R3 (CONCERN, FOLDED). **`:cost detail` comparison semantically
undefined.** Sum-of-prompt_tokens across all calls (accumulator)
vs current-snapshot estimate are incommensurable — sessions
with evictions ALWAYS show divergence not because heuristic is
wrong but because they measure different things. **Resolution:**
§6 reworked to drop the per-slot `~est=N` inline annotation
(which conflated the two); instead show a SINGLE trailing
"[estimated session ctx: N tokens]" line under :cost detail.

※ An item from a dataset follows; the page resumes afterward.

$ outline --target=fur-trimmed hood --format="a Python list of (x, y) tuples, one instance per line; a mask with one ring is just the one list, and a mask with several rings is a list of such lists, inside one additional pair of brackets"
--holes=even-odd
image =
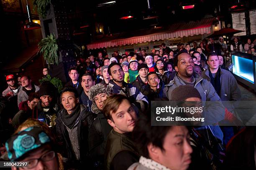
[(96, 114), (98, 114), (100, 111), (98, 109), (96, 103), (94, 101), (94, 98), (99, 94), (106, 93), (108, 96), (112, 94), (113, 91), (109, 85), (102, 84), (97, 84), (91, 87), (89, 91), (89, 99), (92, 102), (92, 111)]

Cleanly separates the running-total accumulator from the
current-snapshot estimate. §13 commit 4 already pointed to this
direction — now §6 matches.
R4 (CONCERN, FOLDED). **tokenize_fn closure must reference `active_cfg`
by upvalue, not by value-capture.** If the implementer writes
`local cfg = active_cfg; return function(text) ... cfg ... end`,
the closure won't follow `:model` switches. **Fix:** §13 commit
4 row gains an explicit code note: the closure MUST be
`function(text) return broker.token_count(active_cfg, text) end`
— direct upvalue reference. A5 analysis verified upvalue
semantics; now spelled out so the implementer doesn't subtly
miss it.
R5 (CONCERN, FOLDED). **2s tokenize timeout can spuriously cache as
unsupported when llama.cpp is busy serving a concurrent
completion.** llama.cpp is single-threaded for inference; a
/tokenize request that arrives mid-generation queues behind
inference and may exceed the 2s cap. The capability would then
cache as `false` for the rest of the session, even though the
endpoint IS capable. **Fix:** §9 risk row added documenting
this. Mitigation: 2s is reasonable for IDLE responses but if
practical problems surface, bump to 5s or make configurable
(`cfg.tokenize.timeout_ms`). v1 ships 2s; revisit in verify if
it bites.
R6 (CONCERN, FOLDED). **Per-endpoint cache key conflates two
same-endpoint/different-model presets.** B1 confirmed
/tokenize ignores the model field, so two probes per session
when one would suffice. **Fix:** §4 cache key SIMPLIFIED to
just `model_cfg.endpoint` (B1-justified). Same-endpoint
presets share one cache entry; one probe per endpoint per
session, not per (endpoint, model). For a future broker that
DOES honor the model field, this design choice would need
revisiting — documented inline.
R-N1..N4 (NITs, APPLIED):
N1. §13 commit 3 condition uses uppercase `OR`/`AND` — corrected
to Lua's lowercase `or`/`and`.
N2. §10 Q-T5 row's "Resolution target" cell was empty; now reads
"Baseline (B1)" for consistency.
N3. §6 outdated inline `~est=N` description removed; new approach
(single trailing summary line) is documented; §8 out-of-scope
bullet about per-call comparison stays as the explicit "we
considered, rejected" record.
N4. PHASE8.md status header (formerly carrying a stale tree hash
that would drift before implementation) now references the
latest tree as of this fold-in (`aa64ad3`). Commit 5's status
bump to "Implement" will refresh it again at that point.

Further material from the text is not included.